However, one person can certainly take credit for popularising and systematising techniques. So on that I think Danaher has a fair claim, same as Eddie Bravo can take the credit for making rubber guard popular and systematising it (even if he probably wasn't the inventor, given Nino Schembri and others). 

9/26/20 10:55 PM
6/2/05
Posts: 752

We always hear about Eddie being the true brains behind the DDS leg lock stuff, yet he never comes out to confirm that. I imagine because it’s either not true, or because he just doesn’t care. I guess history is always remembered by those who write it. 

9/26/20 10:57 PM
10/27/03
Posts: 26969
Balance -

From my perspective as an outsider, it seems fair for him to take credit for popularizing leglocks.

 

However when he says, "My whole thing was to change the nature of leglocking into a control based game" that sounds like it's coming straight from Sonnon's introduction to The Saddle. Hearing that Cummings studied Sonnon's instructionals and brought them to Renzo's, it seems like Danaher's taking credit for something he doesn't have a right to.

Wait is that true?  Per earlier post I watched Sonnon’s stuff when it first came out but I’d never heard it ended up at Renzo’s before

9/26/20 11:09 PM
3/15/15
Posts: 13795
vidavaletudo - 

In terms of "making a deep study" he's probably right. Roy Harrris and Stephen Kesting both had VHS tapes out showing half decent leglock mechanics by the mid 00s but I wasn't really aware of a systemised method out there before Danaher's / Cummings' stuff.

That said, of course, there is that infamous video of Frank Shamrock utilizing a very modern leglock game however long ago; however whatever system that was wasn't apparently codified and made available for study so make of that what you will

 

 


Roy Harris had an organized system of leglocks and entries, I think around 12-15 years ago, which he would teach at seminars. He was a huge advocate of them from at least late 1990s. He also actively taught wristlocks in the 1990s when people laughed at him because they felt they were to Aikido-like to consider in BJJ and he felt both wrist and leglocks were effective and people neglected particular joints on the body. He was ahead of his time in a few ways, these two are just examples.
9/27/20 12:09 AM
3/2/04
Posts: 506
HotSteppa -
vidavaletudo - 

In terms of "making a deep study" he's probably right. Roy Harrris and Stephen Kesting both had VHS tapes out showing half decent leglock mechanics by the mid 00s but I wasn't really aware of a systemised method out there before Danaher's / Cummings' stuff.
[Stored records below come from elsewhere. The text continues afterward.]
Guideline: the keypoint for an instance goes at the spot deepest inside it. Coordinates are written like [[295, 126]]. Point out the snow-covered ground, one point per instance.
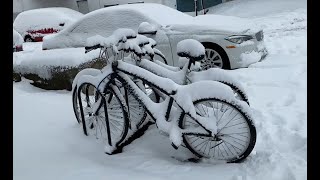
[[49, 144]]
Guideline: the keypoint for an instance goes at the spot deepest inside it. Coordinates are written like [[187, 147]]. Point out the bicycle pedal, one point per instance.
[[174, 146]]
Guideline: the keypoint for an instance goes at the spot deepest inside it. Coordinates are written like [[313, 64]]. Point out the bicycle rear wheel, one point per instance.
[[236, 134]]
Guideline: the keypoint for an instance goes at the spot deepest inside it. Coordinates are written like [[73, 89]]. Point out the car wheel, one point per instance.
[[28, 39], [215, 57]]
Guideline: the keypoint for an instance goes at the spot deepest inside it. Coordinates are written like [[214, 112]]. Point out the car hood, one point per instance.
[[215, 24]]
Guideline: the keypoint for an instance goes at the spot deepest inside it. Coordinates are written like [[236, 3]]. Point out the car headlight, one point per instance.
[[238, 39]]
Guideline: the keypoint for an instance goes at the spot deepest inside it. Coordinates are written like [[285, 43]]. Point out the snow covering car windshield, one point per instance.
[[127, 16]]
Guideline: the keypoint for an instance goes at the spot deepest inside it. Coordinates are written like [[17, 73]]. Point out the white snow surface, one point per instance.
[[191, 47], [146, 27], [17, 38], [37, 19], [49, 144], [35, 60]]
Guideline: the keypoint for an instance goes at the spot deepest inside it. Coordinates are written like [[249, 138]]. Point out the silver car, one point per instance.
[[230, 42]]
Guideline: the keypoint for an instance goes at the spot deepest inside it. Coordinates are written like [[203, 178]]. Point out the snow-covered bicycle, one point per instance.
[[210, 123]]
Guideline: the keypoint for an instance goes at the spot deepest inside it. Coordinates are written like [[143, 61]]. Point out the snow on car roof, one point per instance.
[[45, 18], [17, 39], [156, 13]]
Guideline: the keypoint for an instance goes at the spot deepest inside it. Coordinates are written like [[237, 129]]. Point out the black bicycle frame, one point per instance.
[[151, 84]]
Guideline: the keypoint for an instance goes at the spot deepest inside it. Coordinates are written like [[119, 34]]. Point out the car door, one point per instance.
[[163, 44]]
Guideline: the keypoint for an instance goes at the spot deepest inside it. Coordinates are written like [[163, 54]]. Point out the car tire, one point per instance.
[[215, 57], [28, 39]]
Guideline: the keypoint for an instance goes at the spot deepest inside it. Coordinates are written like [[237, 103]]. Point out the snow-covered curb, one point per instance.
[[54, 69]]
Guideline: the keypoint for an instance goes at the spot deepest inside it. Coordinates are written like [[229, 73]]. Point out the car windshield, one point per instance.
[[161, 14]]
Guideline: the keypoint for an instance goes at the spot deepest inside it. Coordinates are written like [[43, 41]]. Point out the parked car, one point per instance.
[[34, 24], [230, 42], [17, 41]]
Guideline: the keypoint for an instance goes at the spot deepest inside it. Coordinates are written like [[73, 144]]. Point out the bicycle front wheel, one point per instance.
[[236, 134]]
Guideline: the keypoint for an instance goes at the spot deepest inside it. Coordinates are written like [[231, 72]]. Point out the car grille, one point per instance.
[[259, 36]]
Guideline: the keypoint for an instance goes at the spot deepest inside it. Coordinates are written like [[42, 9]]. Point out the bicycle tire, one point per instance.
[[113, 125], [218, 140]]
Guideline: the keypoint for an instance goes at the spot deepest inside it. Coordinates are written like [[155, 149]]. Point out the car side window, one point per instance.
[[107, 22]]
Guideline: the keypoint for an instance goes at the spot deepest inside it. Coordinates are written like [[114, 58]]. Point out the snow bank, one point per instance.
[[257, 8], [146, 27], [41, 62], [248, 58], [17, 38]]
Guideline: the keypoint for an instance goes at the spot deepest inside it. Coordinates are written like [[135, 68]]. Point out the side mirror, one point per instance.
[[147, 28]]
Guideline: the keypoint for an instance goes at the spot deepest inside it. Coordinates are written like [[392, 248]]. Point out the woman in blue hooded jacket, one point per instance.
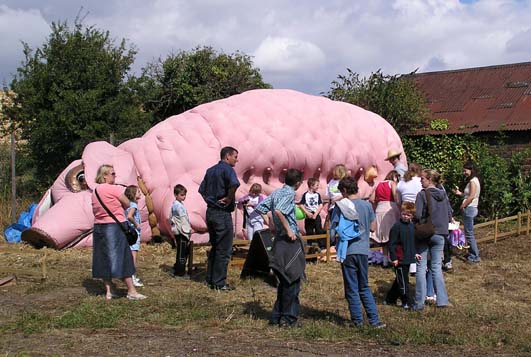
[[441, 215]]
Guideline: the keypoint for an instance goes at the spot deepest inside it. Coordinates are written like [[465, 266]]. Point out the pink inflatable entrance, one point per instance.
[[273, 130]]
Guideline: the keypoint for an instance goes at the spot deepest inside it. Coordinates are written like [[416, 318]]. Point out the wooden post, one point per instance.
[[43, 265], [496, 229], [327, 245], [519, 225], [13, 180]]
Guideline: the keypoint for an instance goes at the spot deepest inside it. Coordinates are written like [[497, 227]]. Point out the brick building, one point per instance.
[[483, 101]]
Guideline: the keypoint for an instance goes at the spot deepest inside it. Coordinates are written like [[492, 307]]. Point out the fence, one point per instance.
[[505, 227], [492, 231]]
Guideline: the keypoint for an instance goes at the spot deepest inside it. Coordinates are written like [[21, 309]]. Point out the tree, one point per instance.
[[395, 98], [186, 79], [71, 91]]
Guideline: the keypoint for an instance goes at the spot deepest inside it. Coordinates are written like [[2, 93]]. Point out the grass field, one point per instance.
[[66, 313]]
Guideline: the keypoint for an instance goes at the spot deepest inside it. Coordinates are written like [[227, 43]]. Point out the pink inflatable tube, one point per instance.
[[273, 130]]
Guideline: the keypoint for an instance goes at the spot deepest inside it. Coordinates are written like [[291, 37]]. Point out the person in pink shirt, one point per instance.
[[387, 211], [111, 256]]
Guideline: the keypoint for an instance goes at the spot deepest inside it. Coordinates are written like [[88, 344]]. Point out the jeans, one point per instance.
[[182, 255], [435, 247], [287, 306], [313, 227], [468, 220], [429, 283], [355, 269], [221, 234]]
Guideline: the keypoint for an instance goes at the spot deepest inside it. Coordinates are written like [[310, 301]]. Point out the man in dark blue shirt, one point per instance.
[[218, 189]]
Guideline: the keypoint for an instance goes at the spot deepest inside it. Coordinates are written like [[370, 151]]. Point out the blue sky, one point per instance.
[[302, 45]]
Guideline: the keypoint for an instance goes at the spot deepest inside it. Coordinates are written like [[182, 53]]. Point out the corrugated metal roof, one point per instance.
[[479, 99]]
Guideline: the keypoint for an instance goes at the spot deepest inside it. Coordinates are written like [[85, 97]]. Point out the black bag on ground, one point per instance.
[[424, 231]]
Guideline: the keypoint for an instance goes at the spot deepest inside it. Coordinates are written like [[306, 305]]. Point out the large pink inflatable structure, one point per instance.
[[273, 130]]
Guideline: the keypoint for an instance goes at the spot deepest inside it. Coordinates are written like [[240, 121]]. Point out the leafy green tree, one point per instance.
[[186, 79], [71, 91], [395, 98]]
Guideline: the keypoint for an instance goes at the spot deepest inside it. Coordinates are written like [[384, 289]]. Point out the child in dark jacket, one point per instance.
[[402, 254]]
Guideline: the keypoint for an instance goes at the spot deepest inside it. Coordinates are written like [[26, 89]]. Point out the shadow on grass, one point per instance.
[[255, 309], [95, 287], [198, 273]]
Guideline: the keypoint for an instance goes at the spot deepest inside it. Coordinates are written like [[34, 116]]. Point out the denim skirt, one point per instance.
[[111, 256]]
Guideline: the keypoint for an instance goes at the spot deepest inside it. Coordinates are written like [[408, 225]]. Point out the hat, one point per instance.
[[392, 153], [371, 173]]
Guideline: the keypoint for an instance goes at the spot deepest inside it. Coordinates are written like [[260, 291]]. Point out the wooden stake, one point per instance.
[[519, 225], [496, 229], [13, 180]]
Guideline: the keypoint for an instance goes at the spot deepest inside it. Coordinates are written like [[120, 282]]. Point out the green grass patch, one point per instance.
[[95, 315]]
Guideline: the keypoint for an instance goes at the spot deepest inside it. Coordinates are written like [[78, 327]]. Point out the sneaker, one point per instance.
[[137, 282], [449, 305], [431, 299], [354, 324], [225, 287], [447, 266], [379, 325], [136, 296]]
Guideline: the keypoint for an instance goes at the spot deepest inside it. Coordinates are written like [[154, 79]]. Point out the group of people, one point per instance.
[[385, 216]]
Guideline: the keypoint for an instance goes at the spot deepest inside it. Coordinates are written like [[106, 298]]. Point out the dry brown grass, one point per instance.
[[66, 313]]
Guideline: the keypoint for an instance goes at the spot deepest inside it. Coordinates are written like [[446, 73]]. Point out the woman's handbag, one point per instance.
[[130, 233], [424, 231]]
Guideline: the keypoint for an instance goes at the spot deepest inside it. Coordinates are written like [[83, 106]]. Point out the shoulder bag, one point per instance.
[[130, 233], [424, 231]]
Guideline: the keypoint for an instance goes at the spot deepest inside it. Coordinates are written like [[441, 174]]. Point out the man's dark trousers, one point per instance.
[[221, 234], [287, 307]]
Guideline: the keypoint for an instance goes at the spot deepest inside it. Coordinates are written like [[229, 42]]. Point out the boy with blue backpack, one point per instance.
[[352, 218], [402, 255]]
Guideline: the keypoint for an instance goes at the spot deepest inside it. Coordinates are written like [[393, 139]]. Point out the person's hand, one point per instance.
[[224, 201], [291, 235]]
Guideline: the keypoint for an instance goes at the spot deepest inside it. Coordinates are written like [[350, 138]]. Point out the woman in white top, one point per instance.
[[470, 208], [408, 188]]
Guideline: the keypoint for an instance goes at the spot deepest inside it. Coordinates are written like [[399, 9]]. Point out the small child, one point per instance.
[[312, 204], [355, 266], [180, 226], [402, 255], [133, 219], [252, 220], [288, 261]]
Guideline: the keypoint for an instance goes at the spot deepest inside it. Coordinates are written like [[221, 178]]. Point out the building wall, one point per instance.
[[509, 143]]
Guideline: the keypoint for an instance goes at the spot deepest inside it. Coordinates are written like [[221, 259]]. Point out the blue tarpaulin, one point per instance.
[[14, 231]]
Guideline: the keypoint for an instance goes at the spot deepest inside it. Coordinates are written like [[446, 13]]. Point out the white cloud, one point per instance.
[[300, 45], [288, 55], [15, 26]]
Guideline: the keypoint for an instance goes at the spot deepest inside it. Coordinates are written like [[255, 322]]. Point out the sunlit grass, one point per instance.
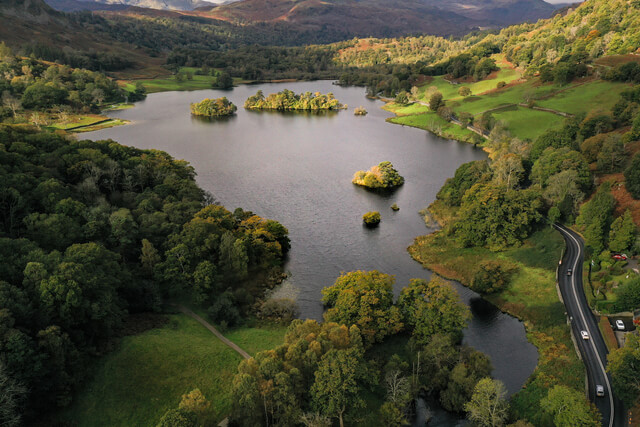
[[148, 373]]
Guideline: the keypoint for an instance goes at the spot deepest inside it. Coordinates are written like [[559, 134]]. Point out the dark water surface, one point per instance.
[[297, 169]]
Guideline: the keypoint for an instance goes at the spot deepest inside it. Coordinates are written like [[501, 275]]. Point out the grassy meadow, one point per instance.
[[531, 296], [509, 104], [148, 373]]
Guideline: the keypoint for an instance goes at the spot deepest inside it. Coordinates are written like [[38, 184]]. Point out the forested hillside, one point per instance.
[[93, 231]]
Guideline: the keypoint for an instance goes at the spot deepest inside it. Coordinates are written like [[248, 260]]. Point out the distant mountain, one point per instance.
[[78, 5], [34, 22], [386, 17], [75, 5], [502, 12]]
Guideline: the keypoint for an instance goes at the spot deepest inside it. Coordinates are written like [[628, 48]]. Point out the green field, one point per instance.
[[598, 96], [148, 373], [521, 122], [435, 124], [79, 121], [170, 83], [526, 123], [531, 296]]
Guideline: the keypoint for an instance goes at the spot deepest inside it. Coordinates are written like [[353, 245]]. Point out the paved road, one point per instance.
[[593, 350]]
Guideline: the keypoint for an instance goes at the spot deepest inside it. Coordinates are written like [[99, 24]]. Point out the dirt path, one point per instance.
[[214, 331]]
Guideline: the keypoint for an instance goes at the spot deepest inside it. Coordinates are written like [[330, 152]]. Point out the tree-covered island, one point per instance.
[[381, 176], [219, 107], [287, 100]]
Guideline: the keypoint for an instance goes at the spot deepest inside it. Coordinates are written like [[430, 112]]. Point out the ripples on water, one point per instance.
[[297, 169]]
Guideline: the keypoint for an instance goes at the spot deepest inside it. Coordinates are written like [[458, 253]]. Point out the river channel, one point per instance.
[[297, 169]]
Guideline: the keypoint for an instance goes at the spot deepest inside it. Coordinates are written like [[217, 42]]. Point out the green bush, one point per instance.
[[371, 218], [381, 176]]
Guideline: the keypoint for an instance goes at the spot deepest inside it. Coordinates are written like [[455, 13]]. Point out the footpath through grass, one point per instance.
[[148, 373], [419, 116], [531, 297]]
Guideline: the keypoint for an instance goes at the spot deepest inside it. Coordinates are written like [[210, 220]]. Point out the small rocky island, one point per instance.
[[383, 176], [287, 100], [371, 219], [219, 107]]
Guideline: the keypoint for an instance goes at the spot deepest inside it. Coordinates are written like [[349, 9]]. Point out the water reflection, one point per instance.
[[297, 168]]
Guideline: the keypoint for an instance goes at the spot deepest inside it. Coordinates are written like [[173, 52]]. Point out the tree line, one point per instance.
[[287, 100]]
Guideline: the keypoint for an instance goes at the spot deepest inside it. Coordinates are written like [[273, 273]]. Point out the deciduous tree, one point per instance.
[[488, 406]]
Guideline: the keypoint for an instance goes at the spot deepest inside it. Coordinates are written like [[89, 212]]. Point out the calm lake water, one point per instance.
[[297, 169]]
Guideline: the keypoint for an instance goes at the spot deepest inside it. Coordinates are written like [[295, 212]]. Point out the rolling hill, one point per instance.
[[34, 23], [76, 5], [380, 18]]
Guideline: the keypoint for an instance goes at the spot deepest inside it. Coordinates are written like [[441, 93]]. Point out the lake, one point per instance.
[[297, 169]]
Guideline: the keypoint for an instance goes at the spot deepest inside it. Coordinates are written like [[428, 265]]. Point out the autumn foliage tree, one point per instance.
[[364, 299], [433, 307]]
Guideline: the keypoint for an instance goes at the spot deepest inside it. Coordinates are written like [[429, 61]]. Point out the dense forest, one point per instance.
[[322, 370], [93, 231], [36, 85]]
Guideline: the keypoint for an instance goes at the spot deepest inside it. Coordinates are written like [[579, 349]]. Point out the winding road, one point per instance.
[[592, 350]]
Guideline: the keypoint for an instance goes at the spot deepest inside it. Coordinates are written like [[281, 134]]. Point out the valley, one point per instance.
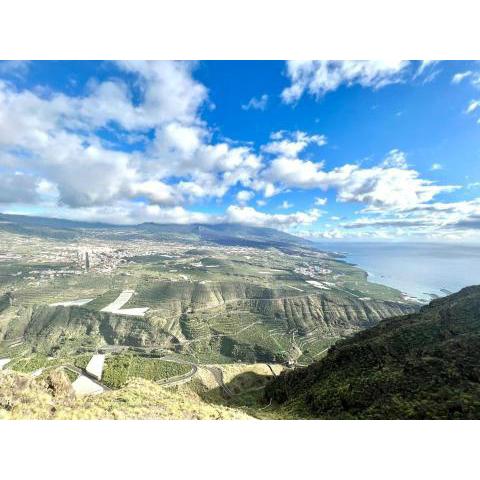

That said, of course, there is that infamous video of Frank Shamrock utilizing a very modern leglock game however long ago; however whatever system that was wasn't apparently codified and made available for study so make of that what you will

 

 


Roy Harris had an organized system of leglocks and entries, I think around 12-15 years ago, which he would teach at seminars. He was a huge advocate of them from at least late 1990s. He also actively taught wristlocks in the 1990s when people laughed at him because they felt they were to Aikido-like to consider in BJJ and he felt both wrist and leglocks were effective and people neglected particular joints on the body. He was ahead of his time in a few ways, these two are just examples.

Yeah, Harris was something of a pioneer in that regard for sure, at least in the context of US BJJ (though naturally he did a whole bunch of martial arts outside of BJJ). Hence why heel hooks pop up on his student Roy Dean's 'Blue Belt Requirements', which you wouldn't normally think of as an entry level technique. Unless you were Harris lineage (among other leg lock heavy lineages, or CACC and subwrestlers, I guess), like Dean is. 

9/27/20 1:51 AM
1/1/01
Posts: 2758
FingerorMoon -
Balance -

From my perspective as an outsider, it seems fair for him to take credit for popularizing leglocks.

 

However when he says, "My whole thing was to change the nature of leglocking into a control based game" that sounds like it's coming straight from Sonnon's introduction to The Saddle. Hearing that Cummings studied Sonnon's instructionals and brought them to Renzo's, it seems like Danaher's taking credit for something he doesn't have a right to.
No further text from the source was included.